Central to the creation of a V shape face starts with the lower jaw. To be sure, the V shape is referring to the frontal appearance, just as what one will see in the mirror. For most people, the face is more U shape than V. In fact, many have a rather broad U. Somehow, like a fashion, most Asians have decided that V is more aesthetic than U, at least for an Asian and jaw surgery techniques to achieve that look have been developed.
- Mandibular angle
In most patients, the angle of the lower jaw is about 90 degrees to 100 degrees and is visible from the frontal view. By cutting away this angle and smoothing it out into a gentle curve, the jaw line rendered more feminine in profile view and the width of the lower face as seen from the front becomes narrower.
2. Mandibular body
The body of the lower jaw immediately in front of the angle can also be reduced in thickness. The outer layer of bone is the cortical layer and this can be removed or trimmed down, further reducing the width of the face in front of the angle.
First, the chin is cut and separated from the lower jaw but still attached to the muscles to maintain blood supply. This chin surgery or genioplasty is the final part that completes the V transformation. Thereafter, the mid-section of the chin measuring about 5-10mm is cut away, dividing the chin into left and right halves. These two halves are then approximated together, thereby reducing the width of the lower face at the front-most part of the lower jaw. The chin is reattached to the jaw in a more forward position, thereby creating a small chin prominence. This increased projection also adds to the V-ness of the face.

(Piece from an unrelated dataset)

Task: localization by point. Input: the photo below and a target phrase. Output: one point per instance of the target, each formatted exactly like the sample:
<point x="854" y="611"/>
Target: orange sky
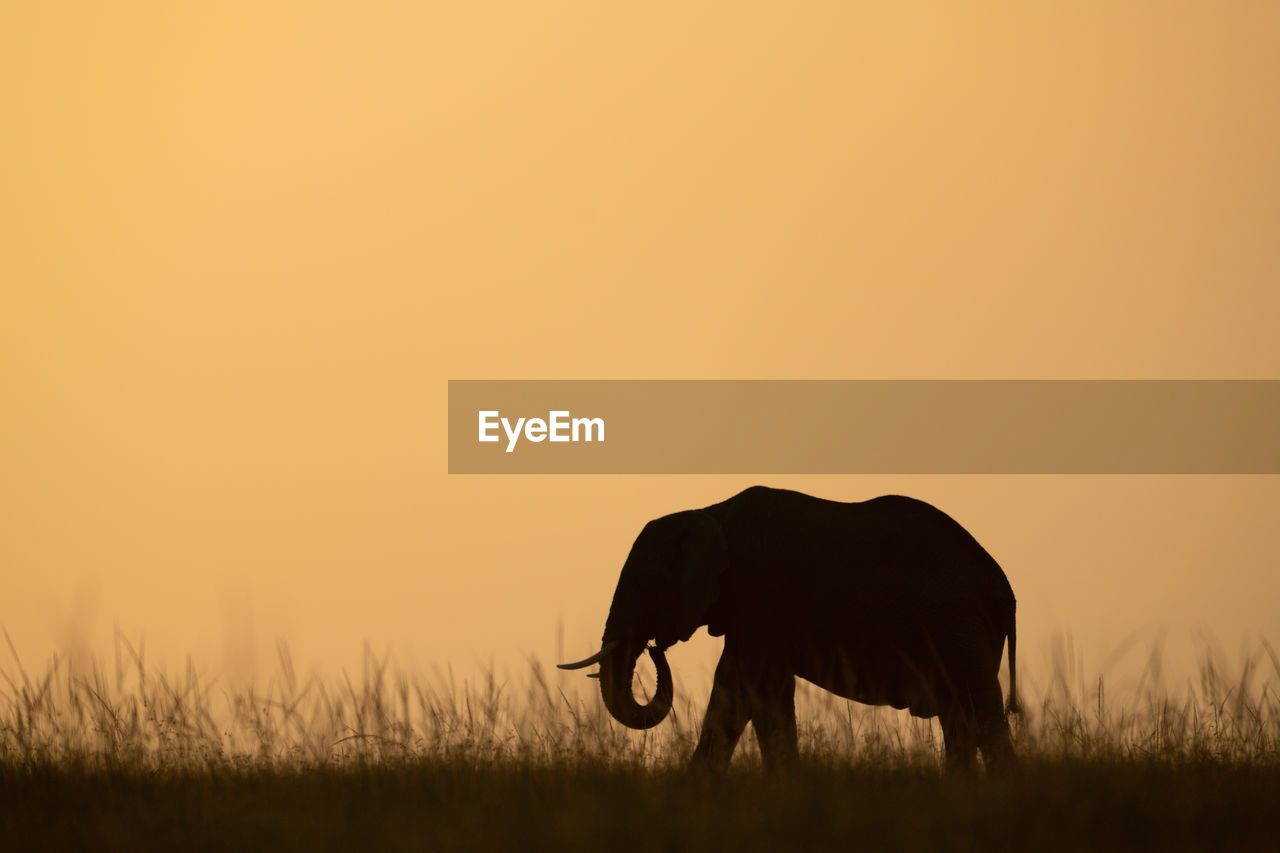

To complete the V transformation, neurtoxin injections into the masseter muscles may be needed in some cases. Most patients who have undergone bony surgery do not require such injections as the degree of change from surgery is usually quite dramatic already. However, in some patients with a low mandibular angle, the masseter muscles can be rather well-developed and may mask the effect of the surgery. In the past, masseter muscle reduction were done to reduce the muscle bulk but due to the risk of facial nerve injury and maxillary artery bleeding, it is mostly replaced by botox injection now.

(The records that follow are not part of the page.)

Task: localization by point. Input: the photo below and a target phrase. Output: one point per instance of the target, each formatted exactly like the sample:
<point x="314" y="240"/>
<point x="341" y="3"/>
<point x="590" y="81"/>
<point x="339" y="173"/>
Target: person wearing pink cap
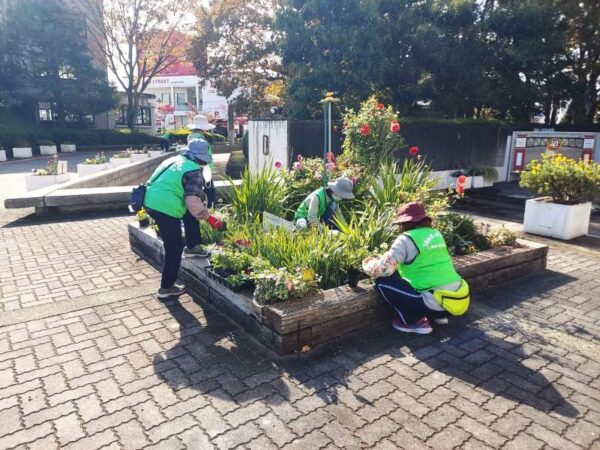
<point x="416" y="276"/>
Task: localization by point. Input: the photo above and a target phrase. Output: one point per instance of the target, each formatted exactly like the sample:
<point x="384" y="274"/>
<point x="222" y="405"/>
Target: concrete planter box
<point x="22" y="152"/>
<point x="34" y="181"/>
<point x="118" y="162"/>
<point x="48" y="150"/>
<point x="89" y="169"/>
<point x="288" y="327"/>
<point x="135" y="157"/>
<point x="565" y="222"/>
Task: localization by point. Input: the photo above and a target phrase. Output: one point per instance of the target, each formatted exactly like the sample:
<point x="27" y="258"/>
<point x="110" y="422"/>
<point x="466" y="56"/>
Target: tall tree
<point x="235" y="48"/>
<point x="46" y="58"/>
<point x="330" y="46"/>
<point x="139" y="39"/>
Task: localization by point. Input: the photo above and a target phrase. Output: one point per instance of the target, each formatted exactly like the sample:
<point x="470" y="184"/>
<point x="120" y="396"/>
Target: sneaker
<point x="421" y="326"/>
<point x="174" y="291"/>
<point x="198" y="251"/>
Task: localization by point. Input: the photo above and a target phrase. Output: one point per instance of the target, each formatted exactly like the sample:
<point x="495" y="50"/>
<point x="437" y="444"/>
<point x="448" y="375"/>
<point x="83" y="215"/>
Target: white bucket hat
<point x="200" y="122"/>
<point x="342" y="187"/>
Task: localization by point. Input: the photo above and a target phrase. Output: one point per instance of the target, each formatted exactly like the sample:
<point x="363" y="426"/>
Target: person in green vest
<point x="198" y="127"/>
<point x="173" y="195"/>
<point x="416" y="276"/>
<point x="321" y="205"/>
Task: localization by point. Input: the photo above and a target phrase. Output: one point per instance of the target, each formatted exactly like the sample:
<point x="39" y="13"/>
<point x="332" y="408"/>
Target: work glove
<point x="216" y="223"/>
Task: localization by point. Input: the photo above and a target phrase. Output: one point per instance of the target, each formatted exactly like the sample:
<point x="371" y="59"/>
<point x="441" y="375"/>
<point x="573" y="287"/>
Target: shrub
<point x="372" y="134"/>
<point x="566" y="180"/>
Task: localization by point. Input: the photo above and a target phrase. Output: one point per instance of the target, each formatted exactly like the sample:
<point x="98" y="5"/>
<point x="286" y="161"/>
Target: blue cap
<point x="198" y="149"/>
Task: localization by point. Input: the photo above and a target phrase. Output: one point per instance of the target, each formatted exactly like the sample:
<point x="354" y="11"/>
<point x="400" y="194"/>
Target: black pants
<point x="407" y="302"/>
<point x="170" y="232"/>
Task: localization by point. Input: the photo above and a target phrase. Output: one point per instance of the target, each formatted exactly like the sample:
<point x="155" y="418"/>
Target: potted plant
<point x="68" y="147"/>
<point x="93" y="165"/>
<point x="47" y="147"/>
<point x="121" y="158"/>
<point x="568" y="187"/>
<point x="153" y="152"/>
<point x="22" y="149"/>
<point x="48" y="176"/>
<point x="143" y="218"/>
<point x="139" y="155"/>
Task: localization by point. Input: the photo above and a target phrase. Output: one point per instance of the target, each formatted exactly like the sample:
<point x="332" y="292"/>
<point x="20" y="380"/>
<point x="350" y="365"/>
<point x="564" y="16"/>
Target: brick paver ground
<point x="88" y="362"/>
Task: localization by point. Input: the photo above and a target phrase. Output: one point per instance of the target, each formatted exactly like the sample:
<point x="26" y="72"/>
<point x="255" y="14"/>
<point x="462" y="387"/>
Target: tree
<point x="330" y="46"/>
<point x="46" y="58"/>
<point x="235" y="47"/>
<point x="139" y="39"/>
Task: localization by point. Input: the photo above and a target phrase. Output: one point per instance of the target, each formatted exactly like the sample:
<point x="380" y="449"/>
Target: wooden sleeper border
<point x="289" y="326"/>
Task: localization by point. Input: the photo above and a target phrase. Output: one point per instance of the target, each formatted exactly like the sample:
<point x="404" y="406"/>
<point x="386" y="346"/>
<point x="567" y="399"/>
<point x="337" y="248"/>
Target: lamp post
<point x="327" y="102"/>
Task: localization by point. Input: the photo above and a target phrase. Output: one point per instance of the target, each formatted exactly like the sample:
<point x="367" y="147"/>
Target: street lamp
<point x="326" y="102"/>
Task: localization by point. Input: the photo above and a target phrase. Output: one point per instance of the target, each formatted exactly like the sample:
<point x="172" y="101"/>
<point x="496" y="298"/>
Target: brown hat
<point x="411" y="212"/>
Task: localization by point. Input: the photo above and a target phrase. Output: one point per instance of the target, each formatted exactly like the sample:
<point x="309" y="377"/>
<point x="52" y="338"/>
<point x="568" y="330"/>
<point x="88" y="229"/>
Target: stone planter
<point x="34" y="181"/>
<point x="288" y="327"/>
<point x="544" y="218"/>
<point x="48" y="150"/>
<point x="135" y="157"/>
<point x="89" y="169"/>
<point x="68" y="148"/>
<point x="118" y="162"/>
<point x="22" y="152"/>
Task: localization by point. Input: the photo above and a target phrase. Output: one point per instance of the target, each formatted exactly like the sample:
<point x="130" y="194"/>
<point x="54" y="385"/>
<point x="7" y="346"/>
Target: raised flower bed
<point x="290" y="326"/>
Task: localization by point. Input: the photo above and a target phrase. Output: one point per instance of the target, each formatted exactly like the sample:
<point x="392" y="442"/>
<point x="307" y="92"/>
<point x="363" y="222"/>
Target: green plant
<point x="566" y="180"/>
<point x="372" y="134"/>
<point x="261" y="191"/>
<point x="99" y="158"/>
<point x="501" y="236"/>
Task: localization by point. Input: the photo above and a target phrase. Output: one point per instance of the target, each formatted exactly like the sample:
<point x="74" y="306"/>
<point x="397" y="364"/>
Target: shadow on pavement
<point x="216" y="358"/>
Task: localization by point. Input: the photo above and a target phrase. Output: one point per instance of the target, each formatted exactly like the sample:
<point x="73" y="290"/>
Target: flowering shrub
<point x="372" y="134"/>
<point x="566" y="180"/>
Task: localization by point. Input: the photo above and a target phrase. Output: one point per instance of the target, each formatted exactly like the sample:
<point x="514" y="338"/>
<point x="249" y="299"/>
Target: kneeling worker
<point x="173" y="195"/>
<point x="321" y="205"/>
<point x="416" y="276"/>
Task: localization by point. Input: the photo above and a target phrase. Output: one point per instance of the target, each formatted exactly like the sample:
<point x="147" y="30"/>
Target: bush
<point x="566" y="180"/>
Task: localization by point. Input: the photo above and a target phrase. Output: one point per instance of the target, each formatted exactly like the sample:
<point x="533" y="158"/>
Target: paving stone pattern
<point x="521" y="371"/>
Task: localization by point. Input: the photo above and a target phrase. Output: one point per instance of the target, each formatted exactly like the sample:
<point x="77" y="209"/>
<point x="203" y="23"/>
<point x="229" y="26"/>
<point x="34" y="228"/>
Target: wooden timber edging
<point x="289" y="326"/>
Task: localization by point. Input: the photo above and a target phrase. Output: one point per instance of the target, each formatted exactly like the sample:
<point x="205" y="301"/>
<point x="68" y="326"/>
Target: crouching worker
<point x="321" y="205"/>
<point x="416" y="276"/>
<point x="173" y="195"/>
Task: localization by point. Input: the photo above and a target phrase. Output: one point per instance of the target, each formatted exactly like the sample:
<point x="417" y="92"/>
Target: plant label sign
<point x="61" y="167"/>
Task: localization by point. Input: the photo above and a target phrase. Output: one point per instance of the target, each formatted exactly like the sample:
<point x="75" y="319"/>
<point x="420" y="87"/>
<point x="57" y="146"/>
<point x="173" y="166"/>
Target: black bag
<point x="136" y="201"/>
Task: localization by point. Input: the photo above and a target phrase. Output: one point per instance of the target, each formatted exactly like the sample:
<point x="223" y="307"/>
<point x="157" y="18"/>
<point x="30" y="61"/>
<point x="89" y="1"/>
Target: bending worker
<point x="321" y="205"/>
<point x="199" y="125"/>
<point x="416" y="276"/>
<point x="172" y="196"/>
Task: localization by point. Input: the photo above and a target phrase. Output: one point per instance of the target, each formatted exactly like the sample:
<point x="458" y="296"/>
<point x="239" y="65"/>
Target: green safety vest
<point x="433" y="265"/>
<point x="165" y="192"/>
<point x="201" y="136"/>
<point x="302" y="212"/>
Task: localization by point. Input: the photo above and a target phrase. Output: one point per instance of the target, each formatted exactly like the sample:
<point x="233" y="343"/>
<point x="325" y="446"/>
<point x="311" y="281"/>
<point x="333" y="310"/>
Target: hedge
<point x="13" y="130"/>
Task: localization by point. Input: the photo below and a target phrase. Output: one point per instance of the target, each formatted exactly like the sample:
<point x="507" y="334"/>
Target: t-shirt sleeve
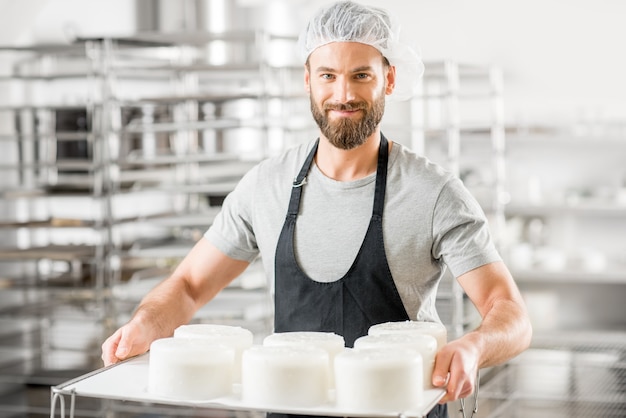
<point x="462" y="239"/>
<point x="232" y="231"/>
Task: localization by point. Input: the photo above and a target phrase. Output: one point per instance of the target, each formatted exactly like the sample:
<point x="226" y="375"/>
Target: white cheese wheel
<point x="435" y="329"/>
<point x="330" y="342"/>
<point x="425" y="345"/>
<point x="379" y="380"/>
<point x="190" y="369"/>
<point x="237" y="338"/>
<point x="286" y="376"/>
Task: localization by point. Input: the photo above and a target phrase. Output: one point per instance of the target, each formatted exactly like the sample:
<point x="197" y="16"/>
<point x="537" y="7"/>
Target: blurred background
<point x="124" y="124"/>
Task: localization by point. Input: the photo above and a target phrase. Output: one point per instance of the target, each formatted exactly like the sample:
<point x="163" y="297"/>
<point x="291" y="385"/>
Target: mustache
<point x="349" y="106"/>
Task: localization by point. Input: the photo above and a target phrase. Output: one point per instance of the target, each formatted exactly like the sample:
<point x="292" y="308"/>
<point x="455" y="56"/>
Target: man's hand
<point x="128" y="341"/>
<point x="456" y="367"/>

However, the face is not made up of just on feature. Jaw contouring surgery to achieve a V shape by itself may not achieve the desired aesthetics as each part of the face needs to be assessed in relation with the rest. It is important not to neglect the other facial contours and features while attempting to create the V shape. Balance, proportionality and symmetry remain the cornerstone of facial aesthetics and should set the tone for cosmetic facial surgery.